Harper’s is pleased to announce Good things take time, Chicago-based artist Dabin Ahn’s first solo exhibition with the gallery. In this presentation of new oil paintings, Ahn renders traditional Korean vessels to conjure liminal space. The exhibition opens on Thursday, October 24, 6–8pm, with a reception attended by the artist.

Across this meditative series, Ahn captures the poetics emanating from classic Korean vessels with vigorous precision. The artist projects the intangible realm onto the material world with these objects, which he sometimes presents in fragments. Casting them in extraordinary light, Ahn gestures towards the imperceptible terrains of memory, emotion, and transition. The paintings that comprise Good things take time are arresting yet melancholic portraits of ephemerality.

To evoke a wistful mood, the artist blends gradient dark hues with flecks of warm light, sometimes projected by smoldering candles and buzzing lantern flies. Such is the case in Constellation (little dipper). In this introspective work, fireflies float around the glossy exterior of a white ceramic vase adorned with delicate cobalt flora. This stately object stands sullenly amidst a sea of chilling blue pigment, but the negative space does not appear devoid of affect. Speckled with the insects’ golden fluorescence, it instead appears to summon the presence of transient spirits and untold secrets.

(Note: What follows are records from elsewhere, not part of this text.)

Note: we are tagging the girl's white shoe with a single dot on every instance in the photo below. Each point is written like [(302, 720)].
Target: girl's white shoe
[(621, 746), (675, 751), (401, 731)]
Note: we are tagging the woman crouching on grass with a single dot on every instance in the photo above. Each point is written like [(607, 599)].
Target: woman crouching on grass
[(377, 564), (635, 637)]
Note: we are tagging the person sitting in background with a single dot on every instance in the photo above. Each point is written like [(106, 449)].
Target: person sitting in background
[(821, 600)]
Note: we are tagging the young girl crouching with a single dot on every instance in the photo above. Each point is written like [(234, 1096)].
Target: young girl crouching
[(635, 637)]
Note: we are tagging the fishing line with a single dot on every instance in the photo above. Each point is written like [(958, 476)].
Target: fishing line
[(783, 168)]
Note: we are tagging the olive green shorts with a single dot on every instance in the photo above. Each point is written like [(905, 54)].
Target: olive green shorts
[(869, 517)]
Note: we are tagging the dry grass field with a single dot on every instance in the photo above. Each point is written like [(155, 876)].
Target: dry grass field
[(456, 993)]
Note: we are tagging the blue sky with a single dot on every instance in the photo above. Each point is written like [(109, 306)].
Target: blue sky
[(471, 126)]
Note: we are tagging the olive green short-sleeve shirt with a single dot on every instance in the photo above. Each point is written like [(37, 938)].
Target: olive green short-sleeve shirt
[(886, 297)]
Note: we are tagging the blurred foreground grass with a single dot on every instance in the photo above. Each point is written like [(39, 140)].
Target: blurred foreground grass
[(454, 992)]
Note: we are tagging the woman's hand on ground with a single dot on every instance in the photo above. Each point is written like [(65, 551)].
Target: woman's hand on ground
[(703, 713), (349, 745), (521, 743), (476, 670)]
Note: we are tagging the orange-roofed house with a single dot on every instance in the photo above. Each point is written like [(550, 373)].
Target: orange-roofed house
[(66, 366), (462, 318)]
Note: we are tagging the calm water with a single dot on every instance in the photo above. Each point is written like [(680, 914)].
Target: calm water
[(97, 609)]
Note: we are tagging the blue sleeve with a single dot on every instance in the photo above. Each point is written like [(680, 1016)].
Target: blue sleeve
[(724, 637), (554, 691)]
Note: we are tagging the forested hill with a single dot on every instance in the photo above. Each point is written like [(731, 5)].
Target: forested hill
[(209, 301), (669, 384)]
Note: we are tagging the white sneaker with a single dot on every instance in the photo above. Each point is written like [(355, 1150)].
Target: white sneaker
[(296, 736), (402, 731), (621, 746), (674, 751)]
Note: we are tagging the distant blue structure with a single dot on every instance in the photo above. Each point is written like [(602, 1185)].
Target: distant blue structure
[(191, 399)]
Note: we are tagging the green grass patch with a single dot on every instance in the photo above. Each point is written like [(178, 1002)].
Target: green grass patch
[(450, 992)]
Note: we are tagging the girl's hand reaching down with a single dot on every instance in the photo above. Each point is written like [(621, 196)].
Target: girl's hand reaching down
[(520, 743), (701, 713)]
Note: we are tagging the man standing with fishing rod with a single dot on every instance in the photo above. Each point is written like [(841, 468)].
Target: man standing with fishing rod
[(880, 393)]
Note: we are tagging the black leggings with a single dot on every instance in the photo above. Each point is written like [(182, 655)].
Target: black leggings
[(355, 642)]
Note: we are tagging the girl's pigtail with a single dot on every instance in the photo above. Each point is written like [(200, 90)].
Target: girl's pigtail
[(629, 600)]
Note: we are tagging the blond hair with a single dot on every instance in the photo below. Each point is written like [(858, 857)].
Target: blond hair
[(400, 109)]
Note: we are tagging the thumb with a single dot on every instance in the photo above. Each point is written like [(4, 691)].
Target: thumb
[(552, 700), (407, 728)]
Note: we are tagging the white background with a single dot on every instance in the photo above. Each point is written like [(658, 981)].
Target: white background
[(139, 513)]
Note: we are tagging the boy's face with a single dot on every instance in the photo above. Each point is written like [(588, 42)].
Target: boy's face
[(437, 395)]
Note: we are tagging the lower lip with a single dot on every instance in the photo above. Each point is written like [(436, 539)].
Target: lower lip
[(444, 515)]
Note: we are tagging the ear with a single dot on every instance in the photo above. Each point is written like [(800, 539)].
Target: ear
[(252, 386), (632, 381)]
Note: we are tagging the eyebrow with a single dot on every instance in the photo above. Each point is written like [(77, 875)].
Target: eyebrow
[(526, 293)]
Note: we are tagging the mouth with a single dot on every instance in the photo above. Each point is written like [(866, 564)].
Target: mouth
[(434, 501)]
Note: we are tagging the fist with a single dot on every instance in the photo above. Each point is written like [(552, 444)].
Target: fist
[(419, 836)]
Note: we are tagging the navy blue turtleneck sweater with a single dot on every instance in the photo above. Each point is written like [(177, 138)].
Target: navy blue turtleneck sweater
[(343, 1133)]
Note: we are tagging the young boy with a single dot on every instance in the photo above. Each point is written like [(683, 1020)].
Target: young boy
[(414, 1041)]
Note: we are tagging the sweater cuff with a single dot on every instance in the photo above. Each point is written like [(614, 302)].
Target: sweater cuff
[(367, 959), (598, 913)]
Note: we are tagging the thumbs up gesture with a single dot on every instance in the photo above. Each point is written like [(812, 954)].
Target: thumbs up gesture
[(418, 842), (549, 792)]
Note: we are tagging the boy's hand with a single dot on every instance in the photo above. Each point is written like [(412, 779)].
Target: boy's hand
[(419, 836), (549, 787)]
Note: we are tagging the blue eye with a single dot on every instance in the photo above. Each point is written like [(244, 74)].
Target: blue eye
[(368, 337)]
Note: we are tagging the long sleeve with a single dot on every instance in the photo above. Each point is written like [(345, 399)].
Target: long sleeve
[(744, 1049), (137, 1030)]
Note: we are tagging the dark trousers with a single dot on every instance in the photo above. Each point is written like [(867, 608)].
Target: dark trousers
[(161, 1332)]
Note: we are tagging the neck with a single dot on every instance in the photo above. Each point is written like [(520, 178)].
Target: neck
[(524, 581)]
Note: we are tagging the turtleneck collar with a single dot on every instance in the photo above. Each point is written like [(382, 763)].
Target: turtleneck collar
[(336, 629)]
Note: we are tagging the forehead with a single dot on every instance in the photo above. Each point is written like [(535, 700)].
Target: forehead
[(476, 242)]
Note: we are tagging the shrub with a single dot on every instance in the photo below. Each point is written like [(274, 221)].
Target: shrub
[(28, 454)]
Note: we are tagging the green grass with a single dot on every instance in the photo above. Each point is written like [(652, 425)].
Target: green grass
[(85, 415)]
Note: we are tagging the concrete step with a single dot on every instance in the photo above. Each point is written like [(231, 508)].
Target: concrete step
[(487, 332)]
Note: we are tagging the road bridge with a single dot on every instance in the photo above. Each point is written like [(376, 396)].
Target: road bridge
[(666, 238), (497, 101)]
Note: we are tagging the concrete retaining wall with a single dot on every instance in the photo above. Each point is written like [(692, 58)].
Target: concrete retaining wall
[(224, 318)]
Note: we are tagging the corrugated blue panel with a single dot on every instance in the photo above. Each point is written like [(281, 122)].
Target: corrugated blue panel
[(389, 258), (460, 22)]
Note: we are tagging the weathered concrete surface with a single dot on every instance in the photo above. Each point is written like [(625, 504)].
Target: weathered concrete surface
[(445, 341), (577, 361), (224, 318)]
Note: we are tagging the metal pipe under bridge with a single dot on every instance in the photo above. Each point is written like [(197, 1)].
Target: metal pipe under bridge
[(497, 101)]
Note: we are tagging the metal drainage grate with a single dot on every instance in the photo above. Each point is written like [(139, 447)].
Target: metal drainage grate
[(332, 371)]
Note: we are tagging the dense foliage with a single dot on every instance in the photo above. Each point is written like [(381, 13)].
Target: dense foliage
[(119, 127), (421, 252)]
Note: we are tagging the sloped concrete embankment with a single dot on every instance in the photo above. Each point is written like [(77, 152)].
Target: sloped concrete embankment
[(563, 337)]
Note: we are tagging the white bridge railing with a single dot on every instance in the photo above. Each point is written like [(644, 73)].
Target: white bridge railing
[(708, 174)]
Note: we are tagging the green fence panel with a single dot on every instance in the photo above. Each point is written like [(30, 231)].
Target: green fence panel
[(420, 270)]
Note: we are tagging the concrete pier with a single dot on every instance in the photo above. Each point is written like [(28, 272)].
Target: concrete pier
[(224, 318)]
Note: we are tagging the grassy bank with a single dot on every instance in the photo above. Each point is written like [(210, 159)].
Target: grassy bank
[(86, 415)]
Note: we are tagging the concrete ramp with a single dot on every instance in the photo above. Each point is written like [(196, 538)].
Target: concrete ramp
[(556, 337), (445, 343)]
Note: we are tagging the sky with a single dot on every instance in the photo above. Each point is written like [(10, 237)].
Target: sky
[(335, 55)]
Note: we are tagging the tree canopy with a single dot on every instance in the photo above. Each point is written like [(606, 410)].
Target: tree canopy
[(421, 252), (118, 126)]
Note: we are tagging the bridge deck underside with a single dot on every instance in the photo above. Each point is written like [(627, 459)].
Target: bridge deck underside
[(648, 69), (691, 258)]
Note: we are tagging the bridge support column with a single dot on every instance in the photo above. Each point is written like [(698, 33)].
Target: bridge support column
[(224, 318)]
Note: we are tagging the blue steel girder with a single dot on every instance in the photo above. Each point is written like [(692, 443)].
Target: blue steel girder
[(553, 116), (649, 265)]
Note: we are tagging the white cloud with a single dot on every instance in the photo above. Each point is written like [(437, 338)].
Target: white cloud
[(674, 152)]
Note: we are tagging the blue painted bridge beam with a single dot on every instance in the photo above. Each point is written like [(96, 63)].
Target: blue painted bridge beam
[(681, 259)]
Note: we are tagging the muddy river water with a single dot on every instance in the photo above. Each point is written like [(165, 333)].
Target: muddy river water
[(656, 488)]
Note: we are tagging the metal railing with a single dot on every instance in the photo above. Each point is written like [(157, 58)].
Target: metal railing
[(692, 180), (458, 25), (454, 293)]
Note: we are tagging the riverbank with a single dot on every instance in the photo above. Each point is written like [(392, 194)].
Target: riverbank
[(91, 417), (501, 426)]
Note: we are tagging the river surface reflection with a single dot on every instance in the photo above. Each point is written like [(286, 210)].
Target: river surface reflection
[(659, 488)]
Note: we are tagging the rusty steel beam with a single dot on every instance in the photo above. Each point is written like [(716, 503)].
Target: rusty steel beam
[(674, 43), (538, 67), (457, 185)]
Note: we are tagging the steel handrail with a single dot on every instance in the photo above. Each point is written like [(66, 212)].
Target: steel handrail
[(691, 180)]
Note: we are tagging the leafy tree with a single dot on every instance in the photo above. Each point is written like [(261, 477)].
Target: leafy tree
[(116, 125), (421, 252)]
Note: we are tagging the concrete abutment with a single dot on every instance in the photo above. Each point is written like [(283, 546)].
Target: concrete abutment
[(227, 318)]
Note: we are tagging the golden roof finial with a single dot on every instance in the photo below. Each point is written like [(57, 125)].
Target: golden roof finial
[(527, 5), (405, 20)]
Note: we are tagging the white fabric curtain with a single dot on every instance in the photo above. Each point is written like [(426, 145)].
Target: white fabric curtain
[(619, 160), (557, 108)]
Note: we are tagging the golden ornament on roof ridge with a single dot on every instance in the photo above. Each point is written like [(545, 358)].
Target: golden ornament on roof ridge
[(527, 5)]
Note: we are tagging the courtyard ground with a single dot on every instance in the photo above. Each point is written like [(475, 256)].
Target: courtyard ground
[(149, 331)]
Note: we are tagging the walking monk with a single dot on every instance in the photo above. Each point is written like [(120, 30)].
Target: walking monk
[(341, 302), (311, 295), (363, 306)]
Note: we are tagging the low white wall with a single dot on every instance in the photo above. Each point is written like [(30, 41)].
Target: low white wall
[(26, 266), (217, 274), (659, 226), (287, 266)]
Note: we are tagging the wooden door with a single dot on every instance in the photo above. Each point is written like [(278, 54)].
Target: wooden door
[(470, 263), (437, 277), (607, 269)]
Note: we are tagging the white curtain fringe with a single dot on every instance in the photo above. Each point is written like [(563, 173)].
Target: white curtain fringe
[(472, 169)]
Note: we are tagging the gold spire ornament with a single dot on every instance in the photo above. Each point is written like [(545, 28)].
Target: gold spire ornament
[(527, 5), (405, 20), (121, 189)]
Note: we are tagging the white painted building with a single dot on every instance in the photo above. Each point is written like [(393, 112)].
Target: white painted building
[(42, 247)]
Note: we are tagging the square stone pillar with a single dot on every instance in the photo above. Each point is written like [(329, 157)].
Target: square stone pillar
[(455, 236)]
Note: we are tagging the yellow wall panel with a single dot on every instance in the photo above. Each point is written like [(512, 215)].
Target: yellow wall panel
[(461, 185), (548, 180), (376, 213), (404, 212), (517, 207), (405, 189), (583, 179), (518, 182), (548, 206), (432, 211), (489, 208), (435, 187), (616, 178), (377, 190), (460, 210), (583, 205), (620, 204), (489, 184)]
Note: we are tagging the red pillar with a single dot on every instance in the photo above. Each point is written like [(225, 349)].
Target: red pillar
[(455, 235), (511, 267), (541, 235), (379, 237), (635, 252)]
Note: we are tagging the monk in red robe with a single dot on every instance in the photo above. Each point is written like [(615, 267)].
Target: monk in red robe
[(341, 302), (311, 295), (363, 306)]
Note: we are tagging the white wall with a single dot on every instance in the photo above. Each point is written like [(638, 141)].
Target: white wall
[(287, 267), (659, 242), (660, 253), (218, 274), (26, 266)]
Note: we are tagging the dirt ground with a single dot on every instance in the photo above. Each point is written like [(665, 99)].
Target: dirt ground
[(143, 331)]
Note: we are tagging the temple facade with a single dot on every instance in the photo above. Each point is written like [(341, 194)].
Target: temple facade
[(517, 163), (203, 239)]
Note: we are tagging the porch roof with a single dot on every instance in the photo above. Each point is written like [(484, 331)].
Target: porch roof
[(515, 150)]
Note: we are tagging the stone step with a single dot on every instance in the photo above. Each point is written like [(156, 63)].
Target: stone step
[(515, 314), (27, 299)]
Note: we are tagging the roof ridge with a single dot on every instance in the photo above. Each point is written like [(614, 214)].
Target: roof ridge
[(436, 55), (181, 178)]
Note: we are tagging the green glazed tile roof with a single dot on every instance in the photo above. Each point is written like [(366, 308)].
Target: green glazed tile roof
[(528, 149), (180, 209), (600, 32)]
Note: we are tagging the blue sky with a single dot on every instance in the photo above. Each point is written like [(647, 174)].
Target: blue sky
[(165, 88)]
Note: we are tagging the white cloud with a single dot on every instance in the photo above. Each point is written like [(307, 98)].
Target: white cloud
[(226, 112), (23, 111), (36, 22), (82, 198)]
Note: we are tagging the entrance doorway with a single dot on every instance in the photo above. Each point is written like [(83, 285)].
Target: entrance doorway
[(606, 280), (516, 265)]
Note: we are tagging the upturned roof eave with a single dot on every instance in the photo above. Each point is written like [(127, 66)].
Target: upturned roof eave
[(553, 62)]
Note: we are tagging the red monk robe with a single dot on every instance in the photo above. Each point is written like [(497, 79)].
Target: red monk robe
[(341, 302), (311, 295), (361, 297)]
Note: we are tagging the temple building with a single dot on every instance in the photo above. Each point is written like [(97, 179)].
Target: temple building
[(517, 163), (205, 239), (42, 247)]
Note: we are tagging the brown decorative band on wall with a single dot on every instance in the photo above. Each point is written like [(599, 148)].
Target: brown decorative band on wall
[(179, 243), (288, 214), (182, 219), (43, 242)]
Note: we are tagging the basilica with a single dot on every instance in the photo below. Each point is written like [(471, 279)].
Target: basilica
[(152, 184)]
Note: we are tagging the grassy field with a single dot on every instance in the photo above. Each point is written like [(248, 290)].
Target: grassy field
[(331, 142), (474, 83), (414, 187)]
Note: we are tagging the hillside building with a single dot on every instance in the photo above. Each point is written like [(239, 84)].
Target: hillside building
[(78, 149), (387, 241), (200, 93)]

In works like Symbiosis, Ahn leaves the viewer with even more room for imagination through his use of errant light sources and sculptural frames. In this luminous painting, Ahn slices into the exterior of a wooden frame to reveal a rounded channel of bare canvas. The artist frequently invokes this practice throughout the exhibition: manipulating the threshold between painting and sculpture, he floods these exposed edges with beaming stretches of light. In this work, a rose buds from the shining expanse; it’s accompanied by coiling greenery that reaches for a shard of porcelain at the center of the composition. This exquisite fragment is bejeweled with ruby-toned ornamentation and attached to a thin rod that descends into an orb of misting light. As the two radiant pools of light intermingle, they open up worlds of possibility and inquiry, as if portals of rumination.

Ahn’s paint application is distinctively metered throughout: the artist opts for neat lines and smooth planes of color and shadow, resulting in hypnotically minimalist still life paintings. In these still lifes, however, Ahn favors the spatial dynamics not literally imaged in the motionless scenes. Good things take time is an ode to the figurative architectures of liminality: across these pensive works, Ahn reckons with the capricious aesthetics of impermanence.

Dabin Ahn (b. 1988, Seoul, South Korea) received a BFA and MFA from the School of the Art Institute of Chicago. Recently, his work has been the subject of presentations at 1969, New York (2024); Ochi, Los Angeles (2023); Shatto Gallery, Los Angeles (2022); Selenas Mountain, Ridgewood, NY (2021); Chicago Manual Style, Chicago (2020); and Andrew Bae Gallery, Chicago (2018). In addition, Ahn has contributed work to group exhibitions at Make Room, Los Angeles (2024); Harper’s, East Hampton (2024); Marvin Gardens, Ridgewood (2023); The Hole, Los Angeles (2023); Mindy Solomon Gallery, Miami (2022); and The Green Gallery, Milwaukee (2020), among other institutions. His work has been featured in publications, including Chicago Magazine, Hypebeast, and Chicago Gallery News. Ahn lives and works in Chicago.